The trial (technically. a hearing) begins on page 219. The testimony against the accused witch is compelling; even Matthew is forced to admit that. There is a lot of cussing and explicit sex, so you probably don't want little Tommy or Suzy reading this book. None of the threads are tied up, but the book ends at a suitably-chosen spot.
Kewlest New Word...
Toss ‘em Boys (n.; phrase) : greasy roast chicken, so named because of the manner in which the fowl is caught. Google it..
Others : Caliginous (adj.); Sippet (n.).
“Alice Barrow has taken to bed as well.”
“Alice Barrow?” Bidwell turned from the window to face the other man. “Is she ailing?”
“I had cause to visit John Swaine this morning,” Winston said. “According to Cass Swaine, Alice Barrow has told several persons that she’s been suffering dreams of the Dark Man. The dreams have so terrified her that she will not leave her bed.”
Bidwell gave an exasperated snort. “And so she’s spreading them like rancid butter on scones, is that it?”
“It seems to be.” (pg. 57)
“How old are you?”
“Have you always been so curious?”
“Yes,” he answered. “Always.”
“From what I saw today, the magistrate doesn’t appreciate your curiosity.”
Matthew said, “He appreciates the truth. Sometimes we arrive at it from different routes.” (pg. 281)
“Better the company of wolves than the cryin’ of saints.” (pg. 29)
Speaks The Nightbird, Volume 1 is not a standalone story, despite being 28 chapters and 483 pages long. Normally I’d carp about that, but in researching this book, I discovered that if you pick this up new nowadays, you’ll find it to be 800+ pages in length, and is actually Volumes 1 and 2 combined. That includes the e-book version.

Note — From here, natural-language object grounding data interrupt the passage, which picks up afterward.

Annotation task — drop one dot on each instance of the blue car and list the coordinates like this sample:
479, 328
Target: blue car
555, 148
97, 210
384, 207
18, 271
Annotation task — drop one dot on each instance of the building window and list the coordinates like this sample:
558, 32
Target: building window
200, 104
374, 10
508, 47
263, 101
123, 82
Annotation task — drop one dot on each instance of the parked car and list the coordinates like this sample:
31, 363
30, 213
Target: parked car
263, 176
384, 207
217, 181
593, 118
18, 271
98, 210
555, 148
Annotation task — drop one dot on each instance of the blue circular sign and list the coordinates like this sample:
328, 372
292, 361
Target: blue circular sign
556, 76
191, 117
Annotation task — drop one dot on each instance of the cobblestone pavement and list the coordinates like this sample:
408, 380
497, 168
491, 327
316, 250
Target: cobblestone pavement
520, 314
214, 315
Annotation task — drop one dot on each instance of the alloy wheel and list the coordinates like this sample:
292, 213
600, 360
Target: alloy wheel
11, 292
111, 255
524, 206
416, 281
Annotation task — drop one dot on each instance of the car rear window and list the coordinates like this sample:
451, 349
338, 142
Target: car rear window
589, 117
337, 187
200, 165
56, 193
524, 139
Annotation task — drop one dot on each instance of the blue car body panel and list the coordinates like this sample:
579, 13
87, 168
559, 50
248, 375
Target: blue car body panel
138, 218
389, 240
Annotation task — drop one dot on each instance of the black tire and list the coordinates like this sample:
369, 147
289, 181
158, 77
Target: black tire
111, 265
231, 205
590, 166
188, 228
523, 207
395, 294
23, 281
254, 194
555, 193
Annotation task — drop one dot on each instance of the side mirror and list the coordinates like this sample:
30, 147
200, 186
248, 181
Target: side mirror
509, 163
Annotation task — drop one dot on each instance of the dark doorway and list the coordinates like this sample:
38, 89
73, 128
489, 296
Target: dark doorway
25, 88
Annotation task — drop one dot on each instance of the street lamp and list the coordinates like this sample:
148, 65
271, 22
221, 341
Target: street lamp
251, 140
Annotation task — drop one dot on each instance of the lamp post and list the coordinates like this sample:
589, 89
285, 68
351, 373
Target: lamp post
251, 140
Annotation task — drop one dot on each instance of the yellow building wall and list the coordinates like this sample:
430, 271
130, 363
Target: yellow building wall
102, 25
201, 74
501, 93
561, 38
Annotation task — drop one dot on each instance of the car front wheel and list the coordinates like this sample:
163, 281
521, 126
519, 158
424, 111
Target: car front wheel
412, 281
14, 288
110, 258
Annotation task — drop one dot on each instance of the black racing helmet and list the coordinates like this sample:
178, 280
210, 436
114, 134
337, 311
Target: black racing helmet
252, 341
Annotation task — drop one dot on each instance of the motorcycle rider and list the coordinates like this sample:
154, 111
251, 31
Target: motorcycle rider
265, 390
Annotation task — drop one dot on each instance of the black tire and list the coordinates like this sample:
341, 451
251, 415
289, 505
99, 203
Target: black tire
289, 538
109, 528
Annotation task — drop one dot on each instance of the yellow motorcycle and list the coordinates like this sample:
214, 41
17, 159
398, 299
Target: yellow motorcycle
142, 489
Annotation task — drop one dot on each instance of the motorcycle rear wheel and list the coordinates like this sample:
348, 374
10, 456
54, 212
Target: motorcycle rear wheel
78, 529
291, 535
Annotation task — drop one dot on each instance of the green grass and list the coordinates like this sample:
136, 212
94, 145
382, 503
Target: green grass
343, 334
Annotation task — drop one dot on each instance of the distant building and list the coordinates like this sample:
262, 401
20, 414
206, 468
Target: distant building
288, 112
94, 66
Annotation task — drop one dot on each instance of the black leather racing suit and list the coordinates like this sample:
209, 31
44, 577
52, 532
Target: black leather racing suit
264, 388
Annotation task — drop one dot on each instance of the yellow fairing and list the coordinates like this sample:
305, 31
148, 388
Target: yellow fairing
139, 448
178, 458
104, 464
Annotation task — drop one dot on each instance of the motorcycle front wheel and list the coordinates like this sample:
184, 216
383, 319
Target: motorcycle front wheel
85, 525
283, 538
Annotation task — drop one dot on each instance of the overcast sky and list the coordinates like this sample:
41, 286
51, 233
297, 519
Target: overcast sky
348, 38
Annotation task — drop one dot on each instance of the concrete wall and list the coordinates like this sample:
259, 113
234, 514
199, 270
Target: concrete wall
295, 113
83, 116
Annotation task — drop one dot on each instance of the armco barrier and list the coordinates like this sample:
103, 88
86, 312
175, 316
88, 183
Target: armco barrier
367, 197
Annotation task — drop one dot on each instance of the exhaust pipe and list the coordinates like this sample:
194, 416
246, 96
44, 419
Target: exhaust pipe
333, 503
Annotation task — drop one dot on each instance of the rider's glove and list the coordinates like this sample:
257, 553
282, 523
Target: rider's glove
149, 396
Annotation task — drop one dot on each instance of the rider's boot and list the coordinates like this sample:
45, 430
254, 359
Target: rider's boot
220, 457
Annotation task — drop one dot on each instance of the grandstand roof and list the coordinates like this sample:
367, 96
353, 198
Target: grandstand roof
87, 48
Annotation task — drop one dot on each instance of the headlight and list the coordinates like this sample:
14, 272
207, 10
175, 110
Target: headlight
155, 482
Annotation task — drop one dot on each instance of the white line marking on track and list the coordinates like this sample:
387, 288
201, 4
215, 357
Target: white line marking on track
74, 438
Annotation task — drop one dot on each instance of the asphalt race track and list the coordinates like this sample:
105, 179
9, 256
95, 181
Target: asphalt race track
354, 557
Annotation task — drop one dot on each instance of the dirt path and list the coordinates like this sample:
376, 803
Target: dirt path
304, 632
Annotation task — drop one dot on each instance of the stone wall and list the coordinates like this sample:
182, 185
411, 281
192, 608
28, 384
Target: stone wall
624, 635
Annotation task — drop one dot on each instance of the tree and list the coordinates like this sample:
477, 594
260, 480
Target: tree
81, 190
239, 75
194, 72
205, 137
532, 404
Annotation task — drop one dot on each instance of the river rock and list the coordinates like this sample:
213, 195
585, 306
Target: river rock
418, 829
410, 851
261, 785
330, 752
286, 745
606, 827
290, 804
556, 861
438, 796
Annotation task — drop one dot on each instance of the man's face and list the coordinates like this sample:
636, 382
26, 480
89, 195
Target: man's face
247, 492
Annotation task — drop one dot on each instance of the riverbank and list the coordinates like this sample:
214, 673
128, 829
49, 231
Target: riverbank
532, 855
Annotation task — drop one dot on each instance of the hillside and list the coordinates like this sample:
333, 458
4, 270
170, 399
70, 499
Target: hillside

So it appears I have a very early edition of the book (the publisher is Pocket Books). Indeed, the blurb in the back exhorts the reader to be sure not to miss Speaks The Nightbird, Volume 2: Evil Unveiled, which is/was "coming out next month”.
Which means the only thing I have left to quibble about is the Wikipedia entry for Robert McCammon. It really needs to be updated and fleshed out a bit. The author has issued at least one more book since the Wikipedia article was last updated.
9 Stars. Frankly, if the only thing I can gripe about is the author’s Wikipedia page, you just know I thoroughly enjoyed the book. Highly recommended, and that's from someone who doesn’t read much in the horror genre. My OCD will demand that I read “Volume 2” at some point in the near future.